宮城産米戦後秘話 偉大なブランド米「ササニシキ」から、「ひとめぼれ」に。東北大冷害がもたらした大逆転劇!

 

 「東の横綱ササニシキ、西の横綱コシヒカリ」ともいわれ、ひと昔は、関東ではお米の代表的ブランド米であった宮城産「ササニシキ」。コシヒカリに比べ、サラッとした食感が特徴。口の中でフワッとほぐれる感じがあり、握り寿司のシャリとしては最適といわれ、今でも有名寿司店では愛用してところも多い。しかし一般家庭では、最近、ほとんどその名前を耳にすることはない。それを物語るように、ピーク時は全国2位だった作付け面積も宮城県でさえ、全体の約8%と低迷している。

 今、宮城県を代表するお米といえば「ひとめぼれ」。県内で作付けされているお米の約80%(全国ではコシヒカリに次いで2位)を占め、完全に「ササニシキ」を凌駕している。

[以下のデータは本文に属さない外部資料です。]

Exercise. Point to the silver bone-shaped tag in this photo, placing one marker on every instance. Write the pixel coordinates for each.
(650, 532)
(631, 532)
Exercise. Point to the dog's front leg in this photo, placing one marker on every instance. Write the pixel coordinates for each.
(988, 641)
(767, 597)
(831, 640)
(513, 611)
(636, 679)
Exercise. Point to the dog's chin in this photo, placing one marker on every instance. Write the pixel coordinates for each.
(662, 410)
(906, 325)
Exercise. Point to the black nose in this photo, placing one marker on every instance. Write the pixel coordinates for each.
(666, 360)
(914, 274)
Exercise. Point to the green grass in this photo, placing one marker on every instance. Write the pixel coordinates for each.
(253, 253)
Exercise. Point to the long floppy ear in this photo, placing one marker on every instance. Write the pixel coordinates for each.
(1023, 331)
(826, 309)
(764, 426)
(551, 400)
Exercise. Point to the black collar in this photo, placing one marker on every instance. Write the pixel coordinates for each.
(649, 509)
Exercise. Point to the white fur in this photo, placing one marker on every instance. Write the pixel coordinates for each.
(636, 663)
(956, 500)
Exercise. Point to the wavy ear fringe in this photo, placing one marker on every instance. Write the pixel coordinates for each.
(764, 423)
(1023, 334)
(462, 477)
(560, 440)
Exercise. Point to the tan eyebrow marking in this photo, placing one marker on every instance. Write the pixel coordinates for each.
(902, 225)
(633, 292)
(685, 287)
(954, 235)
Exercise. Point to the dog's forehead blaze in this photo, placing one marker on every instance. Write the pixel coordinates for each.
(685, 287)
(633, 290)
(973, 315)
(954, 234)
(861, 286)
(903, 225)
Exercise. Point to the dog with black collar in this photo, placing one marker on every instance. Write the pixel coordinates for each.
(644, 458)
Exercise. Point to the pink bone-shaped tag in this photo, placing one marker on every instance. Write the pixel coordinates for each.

 宮城県の米穀農家が、作付けを「ひとめぼれ」へと移行する背景には何があったのか? 今の「ササニシキ」の現状なども含め、宮城産米の歴史をひも解いていく。

食味より多収量が求められたササニシキの育種


ササニシキ育成中の古川農業試験場職員(左から末永氏、髙嶋氏、武田氏、二人おいて佐藤氏)
 ササニシキの育種が始まったのは、昭和28年(1953年)。当時は米不足もあり、味や品質より収量の多い米が求められ、大崎市(旧:古川市)にある宮城県古川農業試験場でも、それに沿った育種が行なわれることに。また宮城県は当時、米と麦の二毛作が行なわれており、麦が収穫を終えた6月に田植えができる晩植の品種が求められていたのである。

 ササニシキの親は、ササシグレとハツニシキ。ササシグレは収量性が高かったが、いもち病に弱い、丈が長いため倒伏しやすい、見た目の玄米品質が悪いなどの欠点をもっていた。この欠点を解消するために選ばれたのが、ハツニシキ。ハツニシキは晩植向きで、収量、耐病性、耐倒伏性、品質に関して、ある程度の合格点をもらえるが、飛び抜けた特長はない品種だったのである。

 このハツニシキは農林1号と農林22号を親にもつ品種。実は、この親の組み合わせからコシヒカリが生まれている。ハツニシキとコシヒカリは、姉妹品種なのである。

「兄弟でも、性格や器量が違うのは、人間でもお米でも同じこと。まして、お米の場合は、同じ両親の掛け合わせから生み出される数多くの子どもたちでも、目標に沿って何代にもわたって選別が繰り返されるわけですから、選別する人、その目標によって、その性格が大きく変わってしまうのは、当然なことなのです」

 長年にわたって、宮城米の育種に携わってきた宮城県古川農業試験場・永野邦明副場長は語っている

 

試験田でササニシキを育成中の末永氏
 同じ姉妹でも、コシヒカリはのちに美人米として知られるようになり、ハツニシキは平凡な器量、でも次の世代への掛け合わせには重要な役割を果たす米となったのである。

 ササニシキの育種目標は、昭和40年代初頭には二毛作がなくなったため、晩植である必要がなくなるなど、マイナーチェンジされながら進められたそして、ササニシキは約10年をかけ、品種の性格を固めていく。

「ササニシキの一般田での栽培は、昭和38年(1963年)に始まりましたが、育種作業はスムーズに進んだと伝わっています。それだけ安定して収量性が高い新しい品種が、早急に求められていたということだったのでしょう」と永野副場長は語っている。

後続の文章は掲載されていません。